The following function(from Caret package) can be used for evaluating variable importance in rpart trees. I corrected a bug in the Caret function when this only root node in the tree.

varImp <- function(object, surrogates = FALSE, competes = TRUE, ...)
  {
tmp <- rownames(object$splits)

 allVars <- colnames(attributes(object$terms)$factors)
if(is.null(tmp))
  {
  out<-NULL
    zeros <- data.frame(x = rep(0, length(allVars)),
                        Variable = allVars)
    out <- rbind(out, zeros)
  }

else {

rownames(object$splits) <- 1:nrow(object$splits)
splits <- data.frame(object$splits)
    splits$var <- tmp
splits$type <- ""

frame <- as.data.frame(object$frame)
    index <- 0
    for(i in 1:nrow(frame))
      {
        if(frame$var[i] != "<leaf>")
          {
            index <- index + 1
            splits$type[index] <- "primary"
            if(frame$ncompete[i] > 0)
              {
                for(j in 1:frame$ncompete[i])
                  {
                    index <- index + 1
                    splits$type[index] <- "competing"
                  }
              }
            if(frame$nsurrogate[i] > 0)
              {
                for(j in 1:frame$nsurrogate[i])
                  {
                    index <- index + 1
                    splits$type[index] <- "surrogate"
                  }
              }
          }
      }
    splits$var <- factor(as.character(splits$var))
    if(!surrogates) splits <- subset(splits, type != "surrogate")
    if(!competes) splits <- subset(splits, type != "competing")
    out <- aggregate(splits$improve,
                 list(Variable = splits$var),
                 sum,
                 na.rm = TRUE)

allVars <- colnames(attributes(object$terms)$factors)
if(!all(allVars %in% out$Variable))
      {
        missingVars <- allVars[!(allVars %in% out$Variable)]
        zeros <- data.frame(x = rep(0, length(missingVars)),
                            Variable = missingVars)
        out <- rbind(out, zeros)
      }
    }
    out2 <- data.frame(Overall = out$x)
rownames(out2) <- out$Variable
out2

}

The following r code will produce importance scores for a rpart tree "fit"

 varImp(fit)

Answer 3

I think chl has pretty much answered the first part:

What common measures exists for ranking/measuring variable importance of participating variables in a CART model?

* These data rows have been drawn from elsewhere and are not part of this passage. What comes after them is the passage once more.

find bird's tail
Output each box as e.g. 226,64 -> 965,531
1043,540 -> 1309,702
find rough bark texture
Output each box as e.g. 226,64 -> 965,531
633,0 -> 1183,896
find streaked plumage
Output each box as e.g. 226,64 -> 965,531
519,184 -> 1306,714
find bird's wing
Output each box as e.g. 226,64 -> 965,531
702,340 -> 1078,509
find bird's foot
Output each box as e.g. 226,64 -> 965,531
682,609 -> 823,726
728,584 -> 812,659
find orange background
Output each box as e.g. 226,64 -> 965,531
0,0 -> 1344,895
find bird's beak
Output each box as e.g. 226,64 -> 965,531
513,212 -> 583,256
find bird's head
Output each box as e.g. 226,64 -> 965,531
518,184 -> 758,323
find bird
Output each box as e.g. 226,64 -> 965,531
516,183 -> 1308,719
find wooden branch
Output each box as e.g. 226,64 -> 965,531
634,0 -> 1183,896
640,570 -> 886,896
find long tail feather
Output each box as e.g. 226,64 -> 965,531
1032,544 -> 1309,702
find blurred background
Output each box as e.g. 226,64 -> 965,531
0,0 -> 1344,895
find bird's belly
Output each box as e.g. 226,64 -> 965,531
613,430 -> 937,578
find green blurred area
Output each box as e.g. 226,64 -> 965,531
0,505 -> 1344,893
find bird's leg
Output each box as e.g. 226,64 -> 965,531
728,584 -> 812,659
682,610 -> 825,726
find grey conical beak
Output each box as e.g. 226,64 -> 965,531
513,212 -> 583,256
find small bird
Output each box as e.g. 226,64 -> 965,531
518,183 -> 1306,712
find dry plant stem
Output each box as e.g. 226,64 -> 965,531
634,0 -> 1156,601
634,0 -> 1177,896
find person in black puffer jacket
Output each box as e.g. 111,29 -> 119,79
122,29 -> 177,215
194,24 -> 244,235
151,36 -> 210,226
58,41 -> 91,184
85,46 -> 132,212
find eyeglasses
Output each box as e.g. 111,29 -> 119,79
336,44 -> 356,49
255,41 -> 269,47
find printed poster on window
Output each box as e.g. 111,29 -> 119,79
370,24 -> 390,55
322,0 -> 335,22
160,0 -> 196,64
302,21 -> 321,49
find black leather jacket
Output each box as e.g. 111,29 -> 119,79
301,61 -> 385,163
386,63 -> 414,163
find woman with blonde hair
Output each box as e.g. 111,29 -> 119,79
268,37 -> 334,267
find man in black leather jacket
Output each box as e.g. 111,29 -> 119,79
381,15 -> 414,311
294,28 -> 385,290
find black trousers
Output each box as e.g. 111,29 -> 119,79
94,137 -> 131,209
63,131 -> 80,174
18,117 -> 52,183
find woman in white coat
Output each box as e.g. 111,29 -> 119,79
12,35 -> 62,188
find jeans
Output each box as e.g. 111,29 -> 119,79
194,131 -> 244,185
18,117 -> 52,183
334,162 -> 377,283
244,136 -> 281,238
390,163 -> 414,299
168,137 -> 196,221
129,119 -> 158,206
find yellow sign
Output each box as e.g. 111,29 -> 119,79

With respect to the second part of your question:

And how can this be computed using R (for example, when using the rpart package)

You can find the variable importance using rpart by using summary(fit). This outputs the variable importance among several other things. You can read more about it here: https://cran.r-project.org/web/packages/rpart/rpart.pdf. Refer page 25.

Answer 4

names(result) shows variable.importance

result$variable.importance should help?

Answer 5

The caret package and the rpart package each have ways to list the variables and rank their importance, but generate different results from each other when calculating variable importance.

fit$variable.importance
## shows different results than
caret::varImp(fit)

The list of variables used is the same, but the scale is different, and even the order of importance is different for the dataset I'm using.